Tya sedikit risih dengan pakaian yang dia gunakan saat ini. Baju yang kebesaran sampai menutupi seluruh tubuh nya dan juga kerudung panjang melilit di kepala nya. Tya mendengus kesal, Harry bukan nya merasa kasihan, dia malah tertawa melihat kesusahan adik nya.

Apalagi tatapan seorang pria dengan kemeja koko dan rambutnya yang terlihag masih basah. Tampan memang, tapi siapa yang tidak risih jika di lihat terus-menerus? Untung saja dia datang bersama rombongan teman papa nya. Kalau tidak mungkin Tya sudah mendatangi nya.

"Tya," panggil mama.

Tya menoleh, dia kebingungan saat tatapan dan senyum ibu nya sedikit berbeda.

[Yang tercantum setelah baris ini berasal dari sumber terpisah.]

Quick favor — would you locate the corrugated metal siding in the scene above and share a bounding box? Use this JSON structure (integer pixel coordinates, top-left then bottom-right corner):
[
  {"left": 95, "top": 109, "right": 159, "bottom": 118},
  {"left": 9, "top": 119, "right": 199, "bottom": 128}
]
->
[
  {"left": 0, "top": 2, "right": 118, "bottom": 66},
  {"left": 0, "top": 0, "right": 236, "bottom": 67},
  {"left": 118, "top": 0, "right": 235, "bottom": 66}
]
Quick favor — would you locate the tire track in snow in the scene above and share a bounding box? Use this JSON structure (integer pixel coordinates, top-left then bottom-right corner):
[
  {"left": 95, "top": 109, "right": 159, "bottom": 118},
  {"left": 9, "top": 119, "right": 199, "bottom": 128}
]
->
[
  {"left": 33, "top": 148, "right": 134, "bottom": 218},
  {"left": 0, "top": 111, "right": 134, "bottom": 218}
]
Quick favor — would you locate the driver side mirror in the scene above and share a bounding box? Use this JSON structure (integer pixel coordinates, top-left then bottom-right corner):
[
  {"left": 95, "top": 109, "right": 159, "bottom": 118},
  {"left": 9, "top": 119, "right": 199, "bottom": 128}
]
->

Seperti ada sebuah maksud di balik itu.

"Ini anak nya Tante Rifan, nama nya Altra Khairul. Kamu bisa ajak dia jalan-jalan sebentar?"

"Hah? Tya?" Heran Tya sambil menunjuk diri nya sendiri. Sedangkan Harry sudah menahan tawa nya sejak tadi sampai wajah nya memerah.

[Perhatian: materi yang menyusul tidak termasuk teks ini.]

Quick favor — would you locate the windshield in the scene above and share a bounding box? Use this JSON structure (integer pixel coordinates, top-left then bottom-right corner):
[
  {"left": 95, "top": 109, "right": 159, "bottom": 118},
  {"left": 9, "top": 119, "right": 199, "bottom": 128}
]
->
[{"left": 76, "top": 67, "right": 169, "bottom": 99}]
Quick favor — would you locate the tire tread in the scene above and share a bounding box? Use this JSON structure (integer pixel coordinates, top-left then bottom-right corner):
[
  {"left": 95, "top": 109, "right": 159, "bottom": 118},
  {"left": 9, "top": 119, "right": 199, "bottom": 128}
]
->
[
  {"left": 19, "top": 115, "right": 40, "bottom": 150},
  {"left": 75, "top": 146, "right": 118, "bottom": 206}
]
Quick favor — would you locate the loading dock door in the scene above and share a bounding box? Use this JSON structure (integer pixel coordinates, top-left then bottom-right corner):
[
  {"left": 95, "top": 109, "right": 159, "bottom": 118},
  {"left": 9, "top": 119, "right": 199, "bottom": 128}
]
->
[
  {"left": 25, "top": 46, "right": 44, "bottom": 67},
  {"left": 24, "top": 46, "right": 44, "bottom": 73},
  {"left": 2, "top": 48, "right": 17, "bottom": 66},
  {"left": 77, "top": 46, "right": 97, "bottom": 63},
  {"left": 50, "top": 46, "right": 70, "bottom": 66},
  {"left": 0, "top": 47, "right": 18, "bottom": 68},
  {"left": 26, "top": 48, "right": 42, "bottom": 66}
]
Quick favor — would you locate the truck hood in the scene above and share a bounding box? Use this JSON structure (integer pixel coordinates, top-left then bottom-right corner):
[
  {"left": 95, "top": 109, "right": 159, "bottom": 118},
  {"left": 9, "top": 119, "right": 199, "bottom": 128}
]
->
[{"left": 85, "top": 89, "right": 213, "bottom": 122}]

"Iya, Tya kan udah sering ke sini kan? Pasti tau dong tempat yang bagus pemandangan nya." Timpal Papa.

"Udah sana dek, lo daritadi ngerusuh."

Tya mendengus kesal mendengar pernyataan terakhir abang nya. Untung saja ada dua keluargga di depan nya, kalau tidak sudah dipastikan Harry tidak akan bisa berdiri satu minggu ke depan.

Tya berdiri dan berjalan keluar dari ruangam VVIP keluargga nya karena restoran ini sendiri milik ayah nya. Pria yang sejak tadi memperhatikan nya kini ikut mengikuti nya.

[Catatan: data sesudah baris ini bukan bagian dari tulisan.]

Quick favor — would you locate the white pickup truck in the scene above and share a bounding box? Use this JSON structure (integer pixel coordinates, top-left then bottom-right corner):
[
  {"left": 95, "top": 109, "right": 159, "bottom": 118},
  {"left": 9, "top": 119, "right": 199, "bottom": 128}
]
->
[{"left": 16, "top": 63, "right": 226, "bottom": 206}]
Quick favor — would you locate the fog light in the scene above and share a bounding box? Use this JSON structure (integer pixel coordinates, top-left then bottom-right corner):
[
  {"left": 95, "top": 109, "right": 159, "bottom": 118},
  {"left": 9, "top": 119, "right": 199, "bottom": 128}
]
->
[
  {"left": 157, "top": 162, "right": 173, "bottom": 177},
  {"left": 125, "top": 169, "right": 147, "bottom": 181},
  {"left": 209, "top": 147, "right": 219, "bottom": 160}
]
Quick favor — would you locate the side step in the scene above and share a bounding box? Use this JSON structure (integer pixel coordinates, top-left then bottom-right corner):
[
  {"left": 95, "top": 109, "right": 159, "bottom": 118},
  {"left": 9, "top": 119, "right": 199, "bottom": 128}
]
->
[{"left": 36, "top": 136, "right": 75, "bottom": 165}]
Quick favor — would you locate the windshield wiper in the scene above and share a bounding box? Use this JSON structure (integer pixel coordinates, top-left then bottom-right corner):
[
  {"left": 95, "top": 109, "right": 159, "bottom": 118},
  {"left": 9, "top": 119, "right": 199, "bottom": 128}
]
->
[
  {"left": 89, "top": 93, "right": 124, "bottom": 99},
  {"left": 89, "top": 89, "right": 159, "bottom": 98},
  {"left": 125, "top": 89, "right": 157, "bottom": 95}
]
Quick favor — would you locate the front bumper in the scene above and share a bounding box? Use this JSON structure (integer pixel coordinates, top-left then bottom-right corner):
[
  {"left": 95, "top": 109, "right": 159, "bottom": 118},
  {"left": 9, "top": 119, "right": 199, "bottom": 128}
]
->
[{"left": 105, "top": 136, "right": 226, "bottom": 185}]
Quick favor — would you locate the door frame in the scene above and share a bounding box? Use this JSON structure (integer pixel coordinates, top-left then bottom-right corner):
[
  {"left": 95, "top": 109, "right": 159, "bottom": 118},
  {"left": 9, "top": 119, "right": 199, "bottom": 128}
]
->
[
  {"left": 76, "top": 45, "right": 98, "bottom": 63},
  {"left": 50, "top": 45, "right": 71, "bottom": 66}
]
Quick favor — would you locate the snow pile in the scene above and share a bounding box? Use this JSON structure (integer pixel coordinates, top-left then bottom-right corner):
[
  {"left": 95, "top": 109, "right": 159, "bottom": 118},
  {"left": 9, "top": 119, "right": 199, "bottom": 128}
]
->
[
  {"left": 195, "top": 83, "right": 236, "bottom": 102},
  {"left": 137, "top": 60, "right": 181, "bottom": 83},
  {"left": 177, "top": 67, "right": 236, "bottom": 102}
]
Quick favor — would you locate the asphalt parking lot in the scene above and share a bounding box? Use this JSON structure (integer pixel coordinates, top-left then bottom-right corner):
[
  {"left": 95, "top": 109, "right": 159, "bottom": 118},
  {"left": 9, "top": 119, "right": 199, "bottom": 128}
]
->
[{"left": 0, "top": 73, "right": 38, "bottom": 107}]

"Di sini," Tya duduk di ayunan kayu yang menghadap ke arah pantai. "View yang bagus."

Pria itu hanya mangut-mangut, namun tidak ada niat untuk menyusul Tya duduk di samping nya. Dia hanya diam, berdiri sambil menautkan kedua tangan nya.

"Kenapa ga duduk?" Heran Tya.

Pria itu menoleh, kemudian kembali melemparkan pemandangan nya. "Belum muhrim."

Tya tersentak, pantas saja ibu nya menyuruh dia untuk memakai pakaian serba tertutup. Ternyata keluargga yang akan dia temui taat agama.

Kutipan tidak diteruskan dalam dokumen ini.